Think of it as solving for 4 unknowns (x,y,z,t) (i.e. your position and time). And, as a practical matter, you need to solve for their derivatives as well. Using inputs that are the (multiple) satellites' (x,y,z,t and derivatives). Position hold essentially says xdot,ydot,zdot =0, so you have fewer things to solve for (t and tdot). Fewer things to solve for with the same number of observables means, hopefully, smaller uncertainty on the resulting solution.


There's also a basic issue with some receivers... if they were intended for an application that didn't need precise timing (e.g. they just time stamp things to the nearest millisecond or something), then the internal receiver architecture and software may not bother to actually try to solve for time to a higher level of precision.

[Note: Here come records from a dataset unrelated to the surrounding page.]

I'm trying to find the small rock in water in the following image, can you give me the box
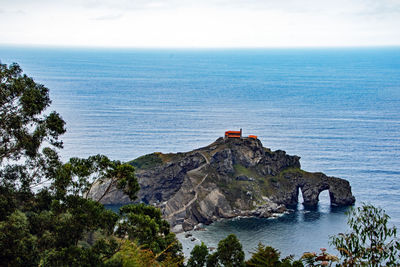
[191,238,196,242]
[185,233,192,238]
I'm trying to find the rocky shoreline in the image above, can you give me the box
[172,201,289,233]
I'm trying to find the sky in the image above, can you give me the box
[0,0,400,48]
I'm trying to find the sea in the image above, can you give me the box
[1,46,400,258]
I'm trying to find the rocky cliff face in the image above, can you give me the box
[90,137,355,232]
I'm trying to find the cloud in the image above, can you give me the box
[76,0,400,13]
[80,0,178,10]
[3,0,400,15]
[15,9,25,15]
[356,0,400,16]
[0,7,26,15]
[91,13,123,20]
[0,0,399,47]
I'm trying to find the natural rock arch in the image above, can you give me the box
[281,174,355,207]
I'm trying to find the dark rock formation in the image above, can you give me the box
[236,175,254,181]
[269,171,355,207]
[89,137,355,232]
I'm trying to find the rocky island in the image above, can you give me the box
[90,137,355,232]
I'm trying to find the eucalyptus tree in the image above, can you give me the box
[0,62,139,266]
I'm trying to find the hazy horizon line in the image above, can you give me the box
[1,43,400,50]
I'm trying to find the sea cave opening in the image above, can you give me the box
[297,187,304,210]
[317,189,331,213]
[318,190,330,205]
[297,187,332,212]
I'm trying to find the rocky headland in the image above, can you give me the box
[90,137,355,232]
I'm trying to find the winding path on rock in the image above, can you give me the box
[166,152,210,219]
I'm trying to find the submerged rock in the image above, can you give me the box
[89,137,355,231]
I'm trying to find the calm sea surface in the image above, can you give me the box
[1,46,400,258]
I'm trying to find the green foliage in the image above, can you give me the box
[269,177,278,184]
[217,234,245,266]
[108,240,158,267]
[39,238,120,267]
[233,164,259,179]
[278,168,307,178]
[0,62,66,200]
[0,195,121,265]
[245,243,304,267]
[0,210,38,266]
[0,62,144,266]
[206,252,219,267]
[187,242,209,267]
[56,155,139,202]
[116,204,184,264]
[0,62,66,163]
[282,258,304,267]
[330,204,400,266]
[208,234,245,267]
[246,243,281,266]
[129,153,163,170]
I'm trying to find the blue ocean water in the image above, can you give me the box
[1,46,400,258]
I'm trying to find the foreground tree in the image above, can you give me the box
[206,234,245,267]
[0,61,66,222]
[246,243,280,266]
[217,234,245,267]
[0,62,65,160]
[116,204,184,265]
[246,243,303,267]
[187,242,209,267]
[0,62,177,266]
[330,204,400,266]
[107,240,159,266]
[55,154,139,203]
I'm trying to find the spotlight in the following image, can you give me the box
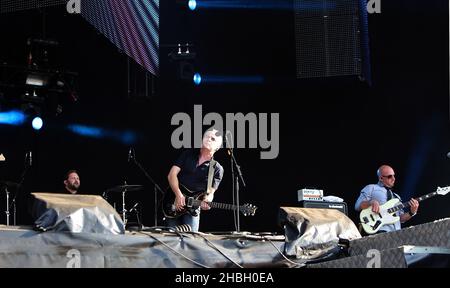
[0,110,26,126]
[32,116,43,131]
[193,73,202,85]
[25,73,49,87]
[188,0,197,11]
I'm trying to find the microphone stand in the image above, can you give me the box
[129,149,165,227]
[226,135,246,233]
[9,152,32,226]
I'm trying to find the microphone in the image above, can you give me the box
[447,152,450,158]
[129,202,139,213]
[28,151,32,166]
[224,130,233,155]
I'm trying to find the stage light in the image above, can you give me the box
[25,73,49,87]
[188,0,197,11]
[193,74,264,84]
[193,73,202,85]
[67,124,138,145]
[67,125,103,138]
[0,110,26,126]
[31,116,43,130]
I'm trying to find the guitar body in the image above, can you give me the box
[162,185,258,219]
[359,199,400,234]
[162,185,206,219]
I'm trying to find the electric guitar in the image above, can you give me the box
[359,186,450,234]
[162,184,257,219]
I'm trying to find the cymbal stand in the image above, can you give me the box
[4,186,10,226]
[122,186,128,226]
[13,197,16,226]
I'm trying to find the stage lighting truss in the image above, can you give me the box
[0,38,78,120]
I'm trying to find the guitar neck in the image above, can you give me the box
[193,199,240,211]
[388,191,438,213]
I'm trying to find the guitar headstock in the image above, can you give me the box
[436,186,450,196]
[240,203,257,216]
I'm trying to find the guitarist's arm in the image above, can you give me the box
[200,188,216,210]
[167,165,185,211]
[355,185,380,213]
[358,200,380,213]
[399,198,419,223]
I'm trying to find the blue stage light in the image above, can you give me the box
[194,74,264,84]
[67,125,103,138]
[0,110,26,126]
[188,0,197,11]
[193,73,202,85]
[67,124,138,145]
[32,117,43,131]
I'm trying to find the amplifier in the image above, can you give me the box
[297,188,323,201]
[300,200,348,216]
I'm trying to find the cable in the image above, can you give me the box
[137,231,210,268]
[263,236,305,268]
[138,227,301,268]
[195,233,243,268]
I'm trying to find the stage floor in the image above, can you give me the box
[0,225,302,268]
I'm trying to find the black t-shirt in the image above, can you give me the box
[174,149,224,192]
[58,188,81,195]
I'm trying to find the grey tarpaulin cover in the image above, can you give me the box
[279,207,361,259]
[31,193,125,234]
[0,226,298,268]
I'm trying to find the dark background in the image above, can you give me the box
[0,0,449,233]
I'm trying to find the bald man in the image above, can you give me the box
[355,165,419,233]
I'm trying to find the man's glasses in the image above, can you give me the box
[382,174,395,179]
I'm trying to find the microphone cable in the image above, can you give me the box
[137,231,210,268]
[195,233,243,268]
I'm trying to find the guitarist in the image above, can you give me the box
[166,129,224,232]
[355,165,419,234]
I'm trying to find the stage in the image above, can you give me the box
[1,0,449,271]
[1,217,449,268]
[0,225,301,268]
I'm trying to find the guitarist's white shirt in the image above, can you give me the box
[355,182,404,232]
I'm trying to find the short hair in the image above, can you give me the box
[65,170,79,180]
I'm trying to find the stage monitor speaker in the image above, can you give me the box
[278,207,361,259]
[31,192,125,235]
[301,200,348,215]
[294,0,371,83]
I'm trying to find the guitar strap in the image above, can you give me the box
[206,158,217,195]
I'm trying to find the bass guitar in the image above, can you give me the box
[162,184,257,219]
[359,186,450,234]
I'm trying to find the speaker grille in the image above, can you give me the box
[294,0,370,80]
[301,200,348,215]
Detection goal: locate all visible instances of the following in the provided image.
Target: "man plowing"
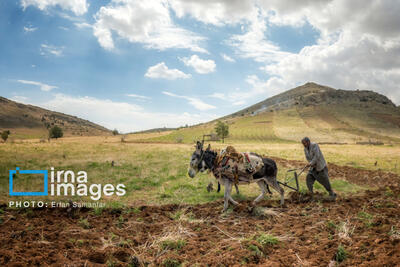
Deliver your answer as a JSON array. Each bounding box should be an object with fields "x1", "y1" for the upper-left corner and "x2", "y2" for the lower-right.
[{"x1": 302, "y1": 137, "x2": 337, "y2": 200}]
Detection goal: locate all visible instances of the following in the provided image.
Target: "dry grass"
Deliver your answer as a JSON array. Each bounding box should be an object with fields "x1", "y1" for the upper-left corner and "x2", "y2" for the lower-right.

Maybe 1 microsecond is "good enough" to produce position and time outputs with the required accuracy. I recall seeing a patent (or maybe a paper) for a low precision attitude determination system (1 or 0.1 degree, as I recall) and it didn't need very good time or position accuracy at all.. what it needed to know was the "direction of arrival" of the GPS signal, so they could compare carrier phase between two antennas. And they didn't need precise measurement of carrier frequency either. To a first order, to get 1 degree knowledge, you need to know your position to within 1/57th of the distance to the satellite, or some hundreds of km. That's pretty crummy in GPS terms, but it works. I don't recall if that system even solved for own position, or if it used an estimate from somwhere else, or whether it just acquired and tracked the carrier and PN code, without doing a nav solution.